142 - If accepted, the patch will be added to the -stable queue, for review by
143   other developers and by the relevant subsystem maintainer.
144
145
146Review cycle
147------------
148
149 - When the -stable maintainers decide for a review cycle, the patches will be
150   sent to the review committee, and the maintainer of the affected area of
151   the patch (unless the submitter is the maintainer of the area) and CC: to
152   the linux-kernel mailing list.
153 - The review committee has 48 hours in which to ACK or NAK the patch.

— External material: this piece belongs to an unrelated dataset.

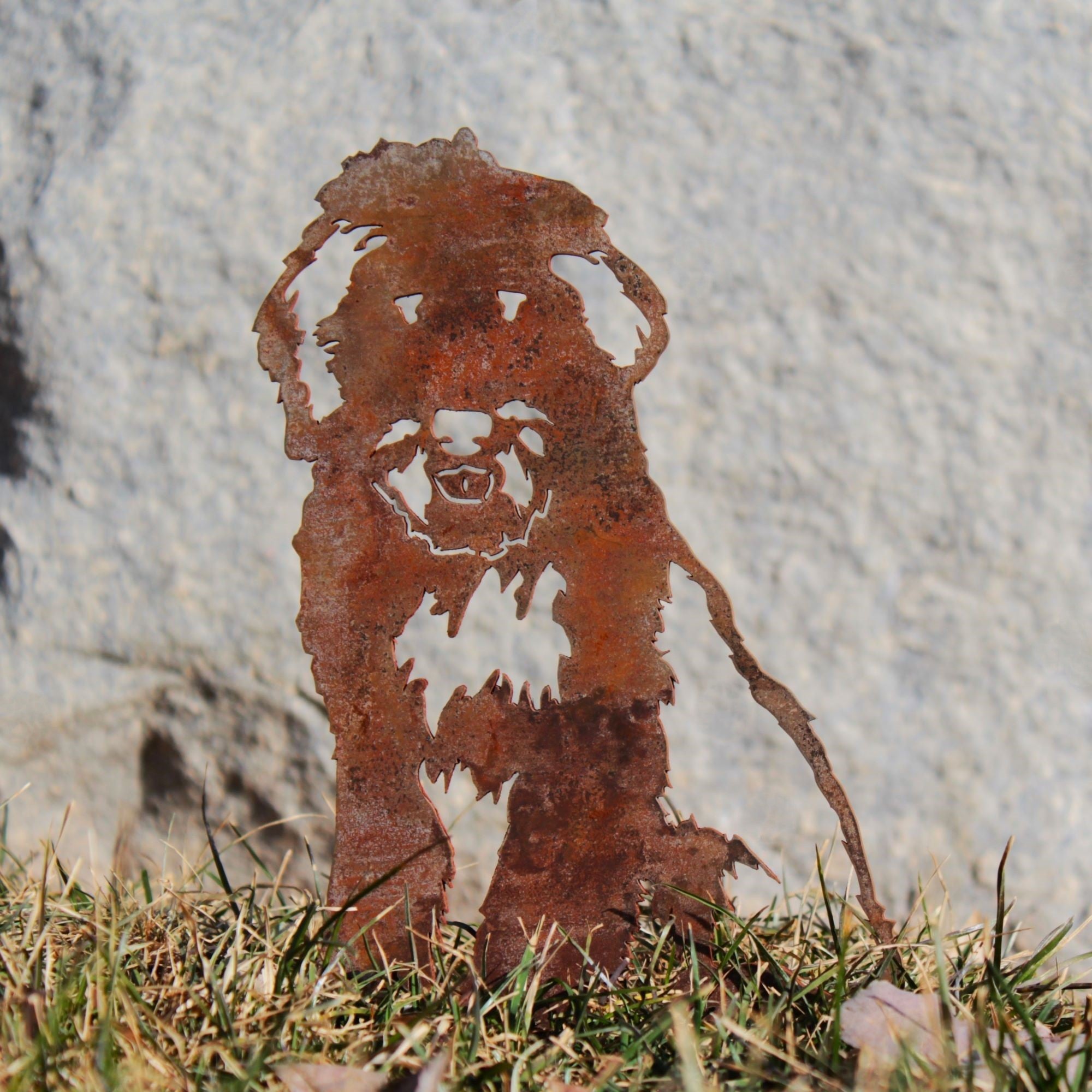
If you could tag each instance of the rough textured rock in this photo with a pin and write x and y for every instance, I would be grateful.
(874, 231)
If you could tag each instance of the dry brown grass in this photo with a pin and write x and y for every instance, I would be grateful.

154 - If the patch is rejected by a member of the committee, or linux-kernel
155   members object to the patch, bringing up issues that the maintainers and
156   members did not realize, the patch will be dropped from the queue.
157 - At the end of the review cycle, the ACKed patches will be added to the
158   latest -stable release, and a new -stable release will happen.
159 - Security patches will be accepted into the -stable tree directly from the
160   security kernel team, and not go through the normal review cycle.
161   Contact the kernel security team for more details on this procedure.
162
163Trees
164-----
165
166 - The queues of patches, for both completed versions and in progress
167   versions can be found at:
168
169        http://git.kernel.org/?p=linux/kernel/git/stable/stable-queue.git
170
171 - The finalized and tagged releases of all stable kernels can be found
172   in separate branches per version at:
173
174        http://git.kernel.org/?p=linux/kernel/git/stable/linux-stable.git
175
176
177Review committee
178----------------
179
180 - This is made up of a number of kernel developers who have volunteered for
181   this task, and a few that haven't.